Parse emails to determine the sender's symbolic persona as well as the country that is the focus of the email using either a Python API or an HTTP API.
Two country parsers are included, enabling the email's country to be determined based on the frequency of references or by the order of appearance. Other phrase lists can replace the default focus of this project.
To initiate the HTTP interface, execute interface.py. It will initate a CGIHTTPServer that listens on a port between 8000 and 8099. To use the web-interface, navigate to /static/html/parse_form.html using your browser. If the webserver runs on port 8080, open http://localhost:8080/static/html/parse_form.html.

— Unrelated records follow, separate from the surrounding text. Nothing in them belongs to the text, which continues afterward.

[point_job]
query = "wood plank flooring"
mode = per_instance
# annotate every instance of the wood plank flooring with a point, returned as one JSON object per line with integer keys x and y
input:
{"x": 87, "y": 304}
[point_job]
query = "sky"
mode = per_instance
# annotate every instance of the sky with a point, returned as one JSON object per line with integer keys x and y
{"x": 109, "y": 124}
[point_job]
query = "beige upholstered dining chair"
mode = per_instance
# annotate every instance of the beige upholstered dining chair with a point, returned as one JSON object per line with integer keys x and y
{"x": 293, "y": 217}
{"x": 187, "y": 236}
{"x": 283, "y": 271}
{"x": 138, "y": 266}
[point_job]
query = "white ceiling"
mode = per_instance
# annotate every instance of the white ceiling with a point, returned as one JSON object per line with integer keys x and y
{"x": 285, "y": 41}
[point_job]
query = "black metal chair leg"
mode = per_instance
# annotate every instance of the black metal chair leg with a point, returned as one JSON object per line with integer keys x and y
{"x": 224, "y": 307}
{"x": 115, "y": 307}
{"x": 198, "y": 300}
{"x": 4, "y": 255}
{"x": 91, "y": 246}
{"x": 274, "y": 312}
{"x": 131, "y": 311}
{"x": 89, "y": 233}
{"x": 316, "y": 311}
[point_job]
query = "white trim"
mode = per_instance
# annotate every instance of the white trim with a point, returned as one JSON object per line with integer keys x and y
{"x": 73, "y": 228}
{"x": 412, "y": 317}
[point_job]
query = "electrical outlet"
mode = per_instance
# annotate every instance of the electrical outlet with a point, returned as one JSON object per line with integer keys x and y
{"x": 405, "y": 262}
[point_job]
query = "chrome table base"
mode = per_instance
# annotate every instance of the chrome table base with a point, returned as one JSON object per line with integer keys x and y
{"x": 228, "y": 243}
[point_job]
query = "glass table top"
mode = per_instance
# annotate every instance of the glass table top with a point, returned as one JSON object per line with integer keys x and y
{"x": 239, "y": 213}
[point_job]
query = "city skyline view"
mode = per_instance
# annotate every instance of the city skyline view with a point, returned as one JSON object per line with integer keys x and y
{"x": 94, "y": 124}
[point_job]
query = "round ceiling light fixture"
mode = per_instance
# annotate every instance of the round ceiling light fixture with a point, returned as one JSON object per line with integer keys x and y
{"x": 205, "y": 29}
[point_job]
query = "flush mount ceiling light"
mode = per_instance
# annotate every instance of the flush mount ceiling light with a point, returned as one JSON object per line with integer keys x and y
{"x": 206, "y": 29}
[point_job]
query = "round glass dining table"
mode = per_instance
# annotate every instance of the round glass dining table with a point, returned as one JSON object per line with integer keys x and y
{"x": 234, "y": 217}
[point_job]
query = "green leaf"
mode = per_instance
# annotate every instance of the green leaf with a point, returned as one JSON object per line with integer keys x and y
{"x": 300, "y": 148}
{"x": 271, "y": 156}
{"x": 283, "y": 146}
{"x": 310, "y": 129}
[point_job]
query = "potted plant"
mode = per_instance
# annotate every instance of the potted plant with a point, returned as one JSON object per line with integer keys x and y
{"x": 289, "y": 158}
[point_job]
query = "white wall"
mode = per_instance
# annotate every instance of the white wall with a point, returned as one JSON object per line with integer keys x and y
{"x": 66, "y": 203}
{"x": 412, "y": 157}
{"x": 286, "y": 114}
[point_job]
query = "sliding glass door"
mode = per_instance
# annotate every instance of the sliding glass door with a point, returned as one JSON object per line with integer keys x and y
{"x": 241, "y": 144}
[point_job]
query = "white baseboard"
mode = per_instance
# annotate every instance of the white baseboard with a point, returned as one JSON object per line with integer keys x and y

Example (Using default: Determine country by frequency):
from __future__ import print_function
import pymail
import examples
for unparsed_email in examples.emails:
email = pymail.Email(**unparsed_email)
print('The email was signed by {0.signer} and {0.country} is the most-referenced country.'.format(email))
Example (Determine country by order of appearance instead of frequency):
from __future__ import print_function
import pymail
import parse
import examples
for unparsed_email in examples.emails:
unparsed_email['country_parser'] = parse.ChronologicalParser(possible_phrases=pymail.DEFAULT_PHRASE_LIST)
email = pymail.Email(**unparsed_email)
print('The email was signed by {0.signer}. {0.country} is the first referenced country.'.format(email))
The modules are organized flatly and without setup.py to enable inspection and execution with minimal configuration or installation. No 3rd party libraries are required to run the demo. With Python 2.7 installed, the demo should run with either of the following commands, "python demo.py" or "demo.py", depending on whether the Python executable is available via path or not, respectively.
The HTTP API supports the persistence of results into a sqlite database. It supports the logging of subject, country, and sender out of the box. The logging is disabled by default, but can be enabled and configured in config.py. The database must be manually configured before use and should include a table named email_metadata that consists of columns for all the data points to be logged.